Does limiting the power of adblocking relative to firefox for example , really improves the web ?
Do giving better/faster experience for youtube and google(no data but few anecdotes from me and friends) , for chrome users is improving the open web ?
And if we talk about moving the web forward , privacy is one of the biggest issues the web currently has. privacy from big companies , privacy from advertisers , privacy from other people doing searches on you and privacy from being needed to show your real name publicly on the web.
Privacy is probably much more important than technical issues like current javascript speed.
Does google really help "move the web forward" on the issue of privacy ?
about the google sites speed its mostly all SPDY.
It's hack but it's a good one. Thus it's in Firefox Aurora. Enable with about:config look for stuff called spdy, til its on by default
I heard a rumor that Facebook will support SPDY, but Google supposedly paid Facebook to only support SPDY for Chrome users. I guess we'll find out now that Firefox will soon support SPDY.
This is not Chrome's purpose. Everything between the user and the monetization mechanism (advertisement) is strategic to Google. It just doesn't sound as warm and fuzzy when they say it like that.
The two statements are not necessarily in conflict. It helps Google's bottom line to move the web forward, and make more things possible through browser interfaces.
So close... add a couple more details:
- Google makes money from ads
- Promoting open web technologies reduces the stack they have to support
- Promoting open platforms removes roadblocks to reaching customers
- Supporting "competitors" that provide revenue generation channels ensures that even when the lose, they win.
Business is not warm and fuzzy. For that, you need to go non-profit. Look at these and you can see that Mozilla is really warm and fuzzy: http://www.mozilla.org/en-US/firefoxlive/
This article is BS. Google is a for-profit public company, hence google wants to make more money for google's shareholders. If they can do that by pushing chrome (advertizing platform) or firefox (OSS platform that they want to control) then that's what they will do. It doesn't matter what browser you use, so long as you look at their ads. Never mind their horrible privacy practices (2038 cookie) and associated shenanigans.
How is that incompatible with bringing the web forward?
Making sure the web is an open platform make sure no one control the technology, therefor Google have more opportunities to display ads. And also people have more opportunities to compete with Google too.
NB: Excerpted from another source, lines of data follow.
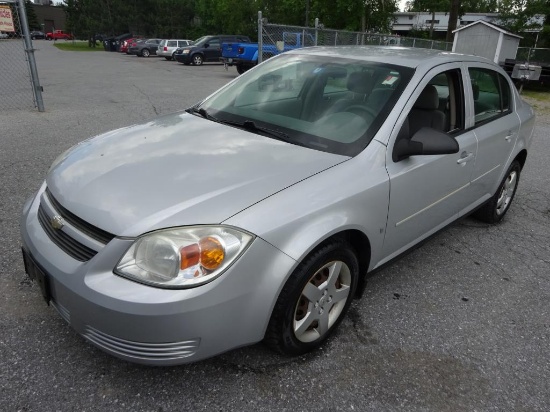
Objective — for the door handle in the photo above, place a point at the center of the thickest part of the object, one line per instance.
(465, 157)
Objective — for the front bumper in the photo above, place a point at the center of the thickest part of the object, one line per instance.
(183, 58)
(155, 326)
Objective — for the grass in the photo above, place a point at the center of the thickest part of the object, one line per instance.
(77, 46)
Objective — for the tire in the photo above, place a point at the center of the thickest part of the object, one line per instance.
(314, 300)
(197, 60)
(494, 210)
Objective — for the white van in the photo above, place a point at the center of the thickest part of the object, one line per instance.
(167, 48)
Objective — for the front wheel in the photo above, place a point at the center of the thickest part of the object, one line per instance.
(197, 60)
(494, 210)
(314, 300)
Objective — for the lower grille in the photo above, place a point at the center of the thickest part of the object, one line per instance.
(70, 246)
(64, 312)
(146, 351)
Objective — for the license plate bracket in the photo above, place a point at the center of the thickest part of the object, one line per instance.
(36, 274)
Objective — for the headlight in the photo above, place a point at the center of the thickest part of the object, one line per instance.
(184, 257)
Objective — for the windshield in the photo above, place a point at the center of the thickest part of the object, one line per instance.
(327, 104)
(199, 41)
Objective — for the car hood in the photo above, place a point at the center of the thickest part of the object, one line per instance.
(176, 170)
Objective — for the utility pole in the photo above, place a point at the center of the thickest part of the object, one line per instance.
(453, 17)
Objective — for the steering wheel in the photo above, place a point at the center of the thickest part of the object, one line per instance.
(361, 110)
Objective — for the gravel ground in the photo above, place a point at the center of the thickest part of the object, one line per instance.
(461, 323)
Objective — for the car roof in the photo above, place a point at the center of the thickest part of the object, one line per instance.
(400, 56)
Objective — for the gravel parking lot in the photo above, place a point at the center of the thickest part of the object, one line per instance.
(460, 324)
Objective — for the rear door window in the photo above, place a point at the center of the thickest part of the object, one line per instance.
(491, 94)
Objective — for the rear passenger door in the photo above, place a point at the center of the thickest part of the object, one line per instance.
(428, 191)
(495, 124)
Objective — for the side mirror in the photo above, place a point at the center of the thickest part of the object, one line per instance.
(425, 142)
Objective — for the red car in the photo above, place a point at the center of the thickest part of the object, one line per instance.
(58, 35)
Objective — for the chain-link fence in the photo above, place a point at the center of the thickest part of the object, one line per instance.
(274, 38)
(19, 88)
(532, 55)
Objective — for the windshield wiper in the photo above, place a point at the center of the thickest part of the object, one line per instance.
(203, 113)
(247, 125)
(253, 127)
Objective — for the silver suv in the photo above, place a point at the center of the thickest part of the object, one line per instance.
(167, 48)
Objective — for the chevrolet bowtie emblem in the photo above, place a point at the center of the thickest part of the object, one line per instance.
(57, 222)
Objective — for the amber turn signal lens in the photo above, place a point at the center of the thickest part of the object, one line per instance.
(190, 256)
(212, 253)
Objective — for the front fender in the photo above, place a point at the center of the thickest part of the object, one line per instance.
(352, 195)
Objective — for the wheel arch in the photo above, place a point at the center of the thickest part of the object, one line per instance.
(359, 242)
(521, 157)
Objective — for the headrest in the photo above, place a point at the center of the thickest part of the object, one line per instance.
(359, 82)
(428, 99)
(475, 90)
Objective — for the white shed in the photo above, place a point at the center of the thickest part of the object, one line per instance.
(486, 40)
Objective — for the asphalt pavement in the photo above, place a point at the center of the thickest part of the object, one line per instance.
(460, 324)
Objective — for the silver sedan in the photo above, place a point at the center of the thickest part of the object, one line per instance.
(256, 214)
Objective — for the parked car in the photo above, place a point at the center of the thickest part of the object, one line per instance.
(145, 48)
(58, 35)
(167, 48)
(126, 44)
(260, 210)
(37, 35)
(118, 40)
(206, 49)
(245, 55)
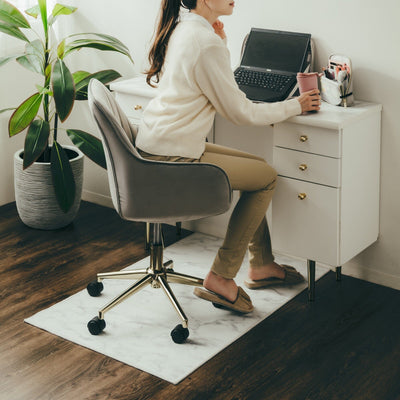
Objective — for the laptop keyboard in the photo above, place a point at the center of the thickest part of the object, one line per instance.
(270, 80)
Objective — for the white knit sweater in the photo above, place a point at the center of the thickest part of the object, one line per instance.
(197, 82)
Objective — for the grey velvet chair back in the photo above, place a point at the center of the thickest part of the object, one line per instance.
(152, 191)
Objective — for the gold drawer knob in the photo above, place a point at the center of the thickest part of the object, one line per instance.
(303, 167)
(303, 138)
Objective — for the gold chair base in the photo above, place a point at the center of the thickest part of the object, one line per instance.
(158, 275)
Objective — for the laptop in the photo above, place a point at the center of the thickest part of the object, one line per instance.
(270, 62)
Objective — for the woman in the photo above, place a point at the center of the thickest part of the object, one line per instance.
(190, 56)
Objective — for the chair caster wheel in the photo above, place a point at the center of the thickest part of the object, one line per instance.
(95, 288)
(179, 334)
(96, 325)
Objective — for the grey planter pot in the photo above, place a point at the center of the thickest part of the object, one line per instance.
(35, 197)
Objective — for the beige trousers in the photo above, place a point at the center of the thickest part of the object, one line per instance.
(247, 228)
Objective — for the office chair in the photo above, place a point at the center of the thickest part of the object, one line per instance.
(153, 192)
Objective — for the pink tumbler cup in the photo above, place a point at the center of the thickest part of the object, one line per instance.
(307, 81)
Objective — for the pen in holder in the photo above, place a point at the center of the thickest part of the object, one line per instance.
(337, 81)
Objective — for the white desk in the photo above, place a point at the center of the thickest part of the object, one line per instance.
(326, 205)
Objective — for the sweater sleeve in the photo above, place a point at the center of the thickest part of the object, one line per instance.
(214, 76)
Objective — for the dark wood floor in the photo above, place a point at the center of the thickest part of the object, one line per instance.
(346, 345)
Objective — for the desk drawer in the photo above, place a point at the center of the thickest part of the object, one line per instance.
(132, 105)
(306, 166)
(307, 228)
(311, 139)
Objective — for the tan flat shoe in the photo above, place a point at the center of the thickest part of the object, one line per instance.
(292, 277)
(242, 304)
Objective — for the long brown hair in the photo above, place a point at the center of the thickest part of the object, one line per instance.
(168, 20)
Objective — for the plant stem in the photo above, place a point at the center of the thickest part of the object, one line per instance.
(55, 127)
(46, 154)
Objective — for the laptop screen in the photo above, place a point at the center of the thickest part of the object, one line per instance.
(275, 50)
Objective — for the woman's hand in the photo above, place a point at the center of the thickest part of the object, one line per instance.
(219, 29)
(310, 101)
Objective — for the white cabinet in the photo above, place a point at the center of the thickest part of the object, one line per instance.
(326, 204)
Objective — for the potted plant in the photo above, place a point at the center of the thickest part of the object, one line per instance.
(48, 176)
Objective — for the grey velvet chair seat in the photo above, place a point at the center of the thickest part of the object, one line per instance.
(151, 191)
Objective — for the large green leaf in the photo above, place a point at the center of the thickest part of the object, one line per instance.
(5, 60)
(24, 114)
(12, 16)
(12, 31)
(60, 9)
(35, 141)
(79, 75)
(108, 44)
(7, 109)
(63, 89)
(105, 77)
(33, 11)
(89, 145)
(108, 38)
(43, 13)
(63, 177)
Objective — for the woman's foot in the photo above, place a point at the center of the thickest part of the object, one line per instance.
(271, 275)
(272, 270)
(226, 288)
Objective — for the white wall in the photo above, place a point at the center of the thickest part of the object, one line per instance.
(366, 30)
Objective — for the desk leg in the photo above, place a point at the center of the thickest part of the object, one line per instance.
(311, 280)
(338, 274)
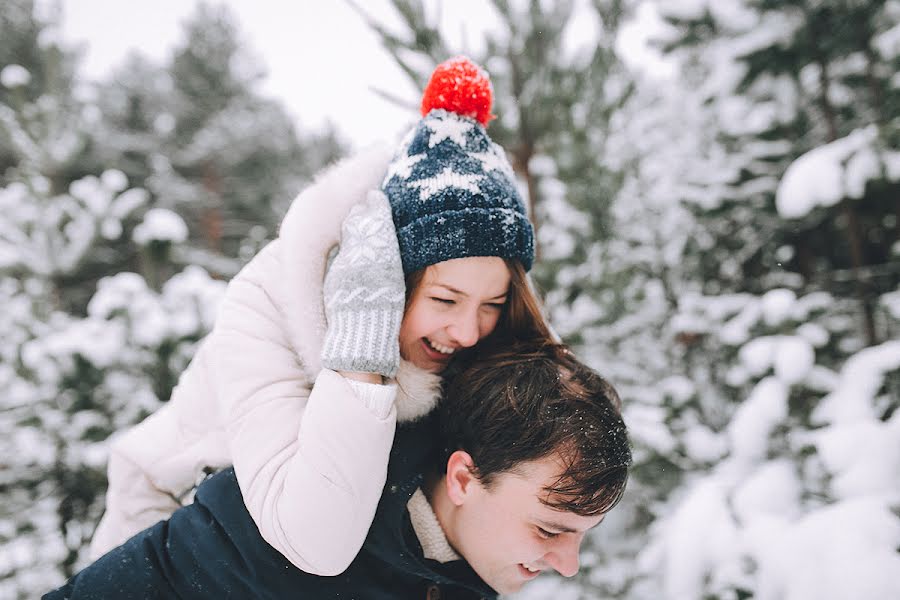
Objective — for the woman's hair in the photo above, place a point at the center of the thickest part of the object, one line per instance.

Nothing forces you to visit Google properties, etc.
Would Mozilla stop making Firefox an open, web-advancing browser if Microsoft Bing paid Mozilla's bills? I don't think so. So why didn't Google save its shareholders $1B and let Microsoft foot the bill to continue Mozilla development? Google clearly must profit from their relationship with Mozilla.
Also, Google is a lot better off having an ally in Mozilla. Not so much because they don't want Bing to get a lot of users, but because together with Mozilla they have over 50% of the browser market share, and since the whole total of that market share includes very modern browser versions(Chrome always on latest version, Firefox not too far behind with the old ones), Google and Mozilla can pretty much dictate where the web is going now. I wouldn't be surprised if for those $300 million they also got Mozilla to accept using Native Client in Firefox later on. I think this part of the partnership matters more than just stopping Bing from becoming the default search on Firefox.